Natal do Deus-menino


Por EQUIPE IGREJA EM MARCHA Leigos católicos

22/12/2012 às 07h00

O poeta português Fernando Pessoa escreveu sobre o Natal dizendo que ele é a eterna criança, o Deus que faltava. Ele é o divino que sorri e que brinca. É a criança tão humana que é divina. O teólogo, filósofo e escritor Leonardo Boff, em recente artigo, escreveu que o que se celebra no Natal é um Deus-menino, que choraminga entre a vaca e o burrinho, que não mete medo nem julga ninguém. É bom que os cristãos voltem a esta figura. Arquetipicamente, ele representa o puer aeternus – a eterna criança, que, no fundo, nunca deixamos de ser.

Celebrar o Natal como uma festa do menino-Deus – aquele que se manifestou entre nós como um de nós – é também celebrar a renovação de vida, de inocência e de novas possibilidades. Lembra o teólogo Boff, o Natal quer nos comunicar que Deus não é aquela figura severa e de olhos penetrantes para perscrutar nossas vidas. Não. Ele surge como uma criança. Ela não julga; só quer receber carinho e brincar.

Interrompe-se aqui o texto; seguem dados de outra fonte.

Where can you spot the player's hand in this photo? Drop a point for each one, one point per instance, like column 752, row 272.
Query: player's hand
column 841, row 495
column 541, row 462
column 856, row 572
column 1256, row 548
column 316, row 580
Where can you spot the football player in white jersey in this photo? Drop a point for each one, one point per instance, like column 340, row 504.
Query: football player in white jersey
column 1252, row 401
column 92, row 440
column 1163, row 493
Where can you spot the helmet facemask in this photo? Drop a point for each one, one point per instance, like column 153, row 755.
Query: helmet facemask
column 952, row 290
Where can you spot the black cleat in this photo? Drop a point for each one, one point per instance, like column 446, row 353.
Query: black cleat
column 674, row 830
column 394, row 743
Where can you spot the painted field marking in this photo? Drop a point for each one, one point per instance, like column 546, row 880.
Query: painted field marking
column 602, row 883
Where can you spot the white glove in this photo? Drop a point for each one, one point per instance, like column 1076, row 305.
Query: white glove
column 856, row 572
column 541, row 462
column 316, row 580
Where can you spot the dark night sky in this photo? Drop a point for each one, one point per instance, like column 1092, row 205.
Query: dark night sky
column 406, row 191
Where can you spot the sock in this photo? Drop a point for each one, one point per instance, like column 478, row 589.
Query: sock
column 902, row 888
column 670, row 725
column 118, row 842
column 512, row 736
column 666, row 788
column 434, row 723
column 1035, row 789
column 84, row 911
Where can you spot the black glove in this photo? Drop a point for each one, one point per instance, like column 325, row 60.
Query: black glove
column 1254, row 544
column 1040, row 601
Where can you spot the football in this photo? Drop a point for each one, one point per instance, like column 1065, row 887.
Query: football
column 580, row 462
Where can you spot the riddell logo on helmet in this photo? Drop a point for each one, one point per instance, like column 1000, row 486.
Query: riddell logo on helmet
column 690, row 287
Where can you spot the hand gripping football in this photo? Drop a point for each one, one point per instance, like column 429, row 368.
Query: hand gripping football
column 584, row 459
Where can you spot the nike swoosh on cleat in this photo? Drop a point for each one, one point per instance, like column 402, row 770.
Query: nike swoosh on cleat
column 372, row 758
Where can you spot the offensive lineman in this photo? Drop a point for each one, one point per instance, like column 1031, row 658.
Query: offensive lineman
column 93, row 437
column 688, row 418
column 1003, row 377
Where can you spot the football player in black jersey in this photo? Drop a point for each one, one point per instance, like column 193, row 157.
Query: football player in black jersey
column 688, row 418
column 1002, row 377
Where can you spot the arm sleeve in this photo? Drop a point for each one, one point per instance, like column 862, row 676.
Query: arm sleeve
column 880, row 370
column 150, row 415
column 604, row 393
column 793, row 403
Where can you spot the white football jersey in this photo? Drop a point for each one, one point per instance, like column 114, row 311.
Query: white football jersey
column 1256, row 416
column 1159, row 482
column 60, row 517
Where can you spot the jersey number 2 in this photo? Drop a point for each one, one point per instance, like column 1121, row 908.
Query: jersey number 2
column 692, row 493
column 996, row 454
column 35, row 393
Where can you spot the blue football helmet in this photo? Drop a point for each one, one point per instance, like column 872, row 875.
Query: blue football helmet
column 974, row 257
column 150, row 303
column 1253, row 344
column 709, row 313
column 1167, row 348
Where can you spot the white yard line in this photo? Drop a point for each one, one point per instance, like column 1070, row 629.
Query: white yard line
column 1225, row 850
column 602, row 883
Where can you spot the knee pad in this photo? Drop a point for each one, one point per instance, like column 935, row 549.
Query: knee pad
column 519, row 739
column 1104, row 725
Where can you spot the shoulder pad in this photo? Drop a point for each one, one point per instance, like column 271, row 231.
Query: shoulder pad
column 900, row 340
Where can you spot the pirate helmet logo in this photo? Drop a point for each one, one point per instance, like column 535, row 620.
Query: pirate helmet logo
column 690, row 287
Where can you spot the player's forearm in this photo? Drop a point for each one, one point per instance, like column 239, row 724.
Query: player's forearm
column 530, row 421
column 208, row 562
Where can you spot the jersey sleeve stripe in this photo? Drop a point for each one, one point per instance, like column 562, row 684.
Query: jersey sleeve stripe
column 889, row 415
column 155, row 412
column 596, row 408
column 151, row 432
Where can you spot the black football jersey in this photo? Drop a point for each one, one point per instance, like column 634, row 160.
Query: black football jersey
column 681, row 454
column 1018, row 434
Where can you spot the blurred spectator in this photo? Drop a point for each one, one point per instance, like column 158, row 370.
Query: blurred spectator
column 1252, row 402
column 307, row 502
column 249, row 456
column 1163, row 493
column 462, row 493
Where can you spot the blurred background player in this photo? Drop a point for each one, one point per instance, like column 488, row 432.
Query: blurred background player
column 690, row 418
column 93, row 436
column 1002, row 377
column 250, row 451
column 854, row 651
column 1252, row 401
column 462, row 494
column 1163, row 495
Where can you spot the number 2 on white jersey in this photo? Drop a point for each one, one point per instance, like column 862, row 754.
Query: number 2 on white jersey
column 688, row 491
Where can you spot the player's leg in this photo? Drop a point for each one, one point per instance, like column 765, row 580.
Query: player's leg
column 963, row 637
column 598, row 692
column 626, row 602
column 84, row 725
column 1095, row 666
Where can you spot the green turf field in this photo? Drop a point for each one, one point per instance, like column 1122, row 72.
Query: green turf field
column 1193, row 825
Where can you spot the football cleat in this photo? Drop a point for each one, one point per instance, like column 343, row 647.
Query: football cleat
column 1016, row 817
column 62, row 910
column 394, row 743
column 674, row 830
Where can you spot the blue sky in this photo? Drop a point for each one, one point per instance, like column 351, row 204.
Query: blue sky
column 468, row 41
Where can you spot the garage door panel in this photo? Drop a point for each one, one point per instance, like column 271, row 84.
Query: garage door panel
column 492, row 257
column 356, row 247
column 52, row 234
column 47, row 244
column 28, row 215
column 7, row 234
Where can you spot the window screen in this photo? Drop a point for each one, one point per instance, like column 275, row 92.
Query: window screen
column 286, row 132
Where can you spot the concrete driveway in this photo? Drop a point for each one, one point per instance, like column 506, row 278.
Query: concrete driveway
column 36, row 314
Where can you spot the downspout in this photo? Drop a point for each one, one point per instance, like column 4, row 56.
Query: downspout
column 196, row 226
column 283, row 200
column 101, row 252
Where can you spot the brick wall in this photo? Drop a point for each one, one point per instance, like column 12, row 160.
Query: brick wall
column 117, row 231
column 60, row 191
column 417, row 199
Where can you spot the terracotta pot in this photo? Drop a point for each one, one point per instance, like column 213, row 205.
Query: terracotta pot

O encanto da festa se perdeu ao longo dos anos, mas, ao olharmos uma criança feliz com um simples e singelo sorriso, vamos nos lembrar da alegria que é o nascimento deste que veio para ser nossa transformação e nossa salvação. Em um de seus artigos, o teólogo Boff conta uma história interessante: acertado foi o editorialista Francis Church, do jornal ‘The New York Sun’, de 1897, respondendo a uma menina de 8 anos, Virgínia, que lhe escreveu: ‘prezado editor, me diga de verdade, o Papai Noel existe?’. E ele sabiamente respondeu: ‘sim, Virgínia, Papai Noel existe. Isto é tão certo quanto a existência do amor, da generosidade e da devoção. E você sabe que tudo isto existe de verdade, trazendo mais beleza e alegria à nossa vida. Como seria triste o mundo se não houvesse o Papai Noel! Seria tão triste quanto não existir Virgínias como você. Não haveria a fé das crianças, nem a poesia e a fantasia que tornam nossa existência leve e bonita. Mas, para isso, temos que aprender a ver com os olhos do coração e do amor. Então percebemos que não há nenhum sinal de que o Papai Noel não exista. Se existe o Papai Noel? Graças a Deus, ele vive e viverá sempre que houver crianças grandes e pequenas que aprenderam a ver com os olhos do coração’.

O menino Jesus foi transformado em São Nicolau, em Santa Claus e no Papai Noel, mas isso pouco importa, porque, no fundo, o espírito da bondade, da proximidade e do presente divino está lá. Que neste natal consigamos renovar em nós o espírito do Menino-Deus, trazendo com ele a alegria contagiante e a confiança irrestrita das crianças. A renovação de nossas vidas na fé de que sempre teremos dias melhores. Feliz Natal!